Our Xperia S came with Wisepilot pre-installed with full navigation license (a worldwide license valid for 30 days), including voice prompts. The app offers info on weather, traffic, speed cameras and speed alerts.
Wisepilot uses online maps by default, so you'll need a data connection - but it works even in countries where Google Maps Drive doesn't. You can purchase offline maps if you like - a 2-year license for the whole of Europe is €5 and North America is $5.
If you decide to go with the online-only version, the Abroad mode makes sense. It will reduce roaming data usage and maps are cached (so, you if you start off at home or your hotel with the phone hooked up to a Wi-Fi network, you'll save even more).
We just can't promise you that your Xperia S will also come with the same Wisepilot license, it may be a market-dependent.
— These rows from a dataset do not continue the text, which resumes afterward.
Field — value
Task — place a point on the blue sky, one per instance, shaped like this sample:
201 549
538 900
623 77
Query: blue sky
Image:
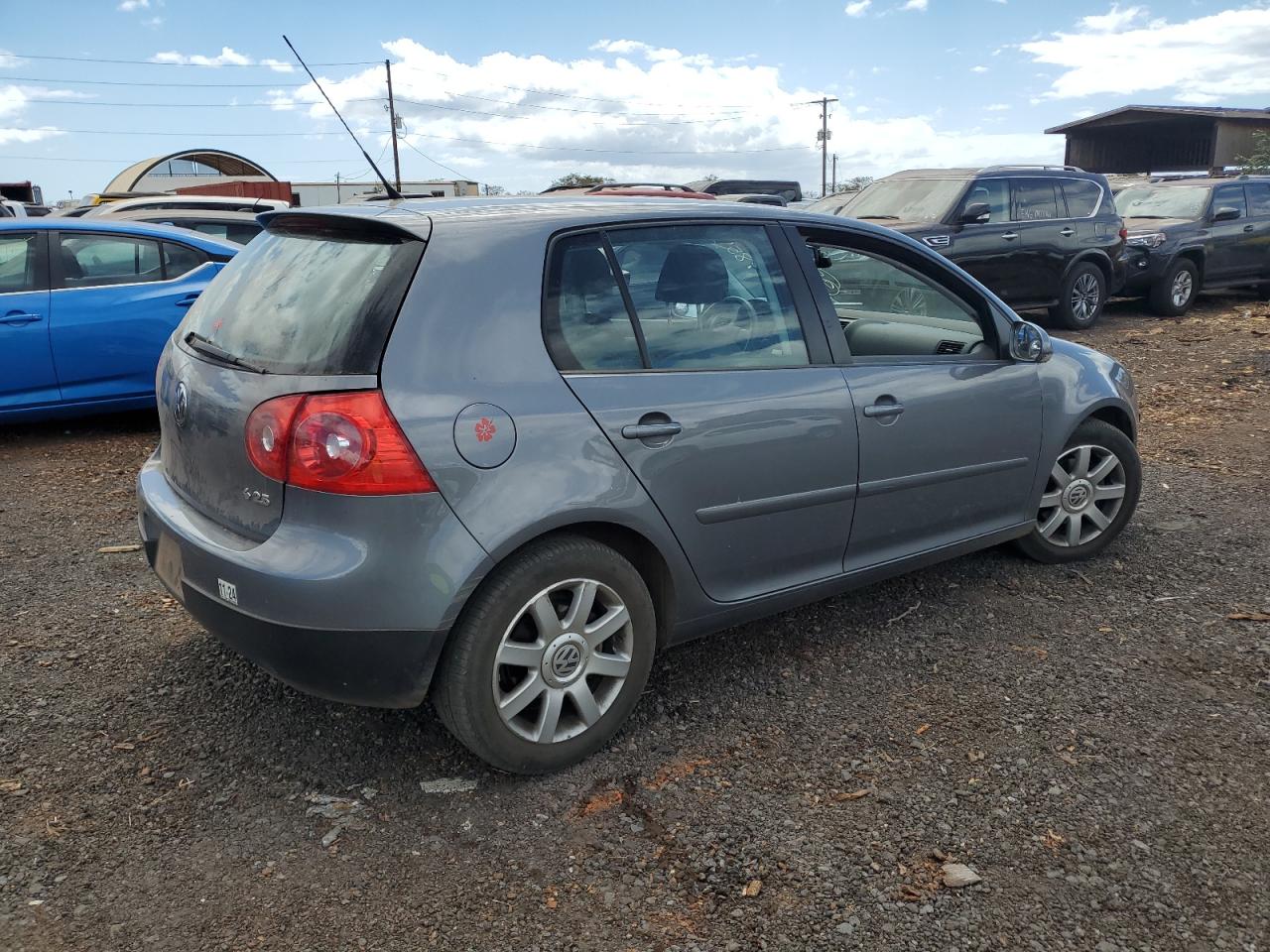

Don't confuse the Play Store and PS Store
The Android Market is now called the Play Store, but other than the name, it's the same old app store.
It's organized in a few scrollable tabs - categories, featured, top paid, top free, top grossing, top new paid, top new free and trending. The in-app section is untouched though and it's very informative - a description, latest changes, number of downloads and comments with rating. There is usually a demo video and several screenshots for most apps too.
There are all kinds of apps in the Android market and the most important ones are covered (file managers, navigation apps, document readers etc.).
But the Sony Xperia S is a fully PlayStation Certified device and you can access the PS Store for quality PSX games.
It wasn't preinstalled on our unit, we had to use the "Let's start the PS Store" app to get it - it just opens the browser and points it to the appropriate download page. Just remember to turn on the option to install from unknown sources (a.k.a. not the Play Store).
Anyway, the PS Store offers a list of paid PSX games (17 at the time of writing) and they are all priced £3.99 (€4.76, $6.34). Once you install a game, you can access it from the PS Pocket app - the same app we had on the Xperia PLAY.
It's organized into three tabs - All, Recently played and Recently added. By default, it uses a pink color theme, but that can thankfully be changed quite easily.